According to the goals of China's government, poverty reduction will have been accomplished when standards such as access to food, clothing, compulsory education for children, basic medical treatment and good living conditions are all met.
In order to deliver these goals by 2020, China should lift out of poverty an average of 8 million rural residents each year from now to 2020. The country has seen a steady decline in the number of impoverished rural residents from nearly 100 million in late 2012 to 16 million by the end of 2018, as shown in data from China's National Bureau of Statistics. By the end of 2019, this number should be around 6 million and reach zero by the end of 2020.
Most of the poor in China live in the countryside, where farming is generally the only form of employment. One option could be migration to big cities, which have the best job opportunities, but the household registration system or hukou creates a lot of limitations, such as living conditions in the outskirts of the cities and restricted access to schools for children.
The elimination of rural poverty represents without a doubt one of the main policy goals of President Xi Jinping. Last year it was identified, along with financial risk and curbing pollution, as one of the "three tough battles" for controlling economic policy, and it was also central to the commitment of the Fifth Plenary Session of the 18th Chinese Communist Party (CCP) held in October 2015 to deliver a "moderately prosperous society" by 2021, when the CPC will celebrate its centenary.
The government has in the last few years strongly increased its financial support, and local government funding has also been part of the equation. Financial institutions such as the Agricultural Development Bank of China, Agricultural Bank of China and Rural Credit Co-operative have increased their contributions of issued loans for relevant projects.
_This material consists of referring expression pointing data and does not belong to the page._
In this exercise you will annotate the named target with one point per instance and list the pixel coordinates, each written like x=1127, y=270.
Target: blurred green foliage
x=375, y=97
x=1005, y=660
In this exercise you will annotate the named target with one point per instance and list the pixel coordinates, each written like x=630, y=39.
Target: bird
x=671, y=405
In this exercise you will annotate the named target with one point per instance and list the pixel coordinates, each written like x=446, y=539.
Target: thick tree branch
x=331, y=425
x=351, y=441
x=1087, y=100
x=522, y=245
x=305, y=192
Local and provincial levels have been given political pressure, as the central government has set poverty alleviation as an indicator that government officials are evaluated on, besides GDP and social stability. In order to avoid any shortcuts, government officials have been forbidden from simply distributing funds without finding ways of reaching sustainable and steady income streams.
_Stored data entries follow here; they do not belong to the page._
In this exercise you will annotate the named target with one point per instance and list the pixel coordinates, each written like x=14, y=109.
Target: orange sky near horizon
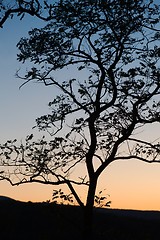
x=130, y=184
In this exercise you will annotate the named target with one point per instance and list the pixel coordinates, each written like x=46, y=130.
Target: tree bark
x=88, y=210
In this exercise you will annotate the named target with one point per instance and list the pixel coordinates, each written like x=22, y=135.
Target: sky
x=130, y=184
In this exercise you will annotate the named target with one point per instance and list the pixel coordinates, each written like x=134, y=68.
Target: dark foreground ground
x=41, y=221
The strategy deployed by the government is to go for the final mile toward full eradication by targeting individual households in need of support, instead of whole villages, counties or provinces. In this way the funds provided at a discounted rate by government and financial institutions will be utilized for building rural infrastructure and will encourage self-development, creating sustainability through a mass entrepreneurship and innovation campaign.
If China is able to accomplish its 2020 goal, it will be 10 years ahead of schedule to meet the United Nations Sustainable Development Goals' target of ending global poverty by 2030.
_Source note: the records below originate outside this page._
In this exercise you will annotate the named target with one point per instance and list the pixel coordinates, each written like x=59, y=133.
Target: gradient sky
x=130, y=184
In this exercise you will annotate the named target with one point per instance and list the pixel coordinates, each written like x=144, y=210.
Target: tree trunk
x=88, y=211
China’s contribution to global poverty reduction has been remarkable during the last four decades, having lifted out of poverty over 700 million people, more than the entire population of Europe, and serving as an example for countries afflicted by the same problem, such as those in Africa.
When poverty is officially eliminated, it will certainly become one of the most important legacies of President Xi and a very admirable one, since poverty eradication is a common goal for humankind.
The author is a finance professional at ICBC in Beijing and a member of the China Task Force at the Italian Ministry of Economic Development. The views don't necessarily represent those of China Daily.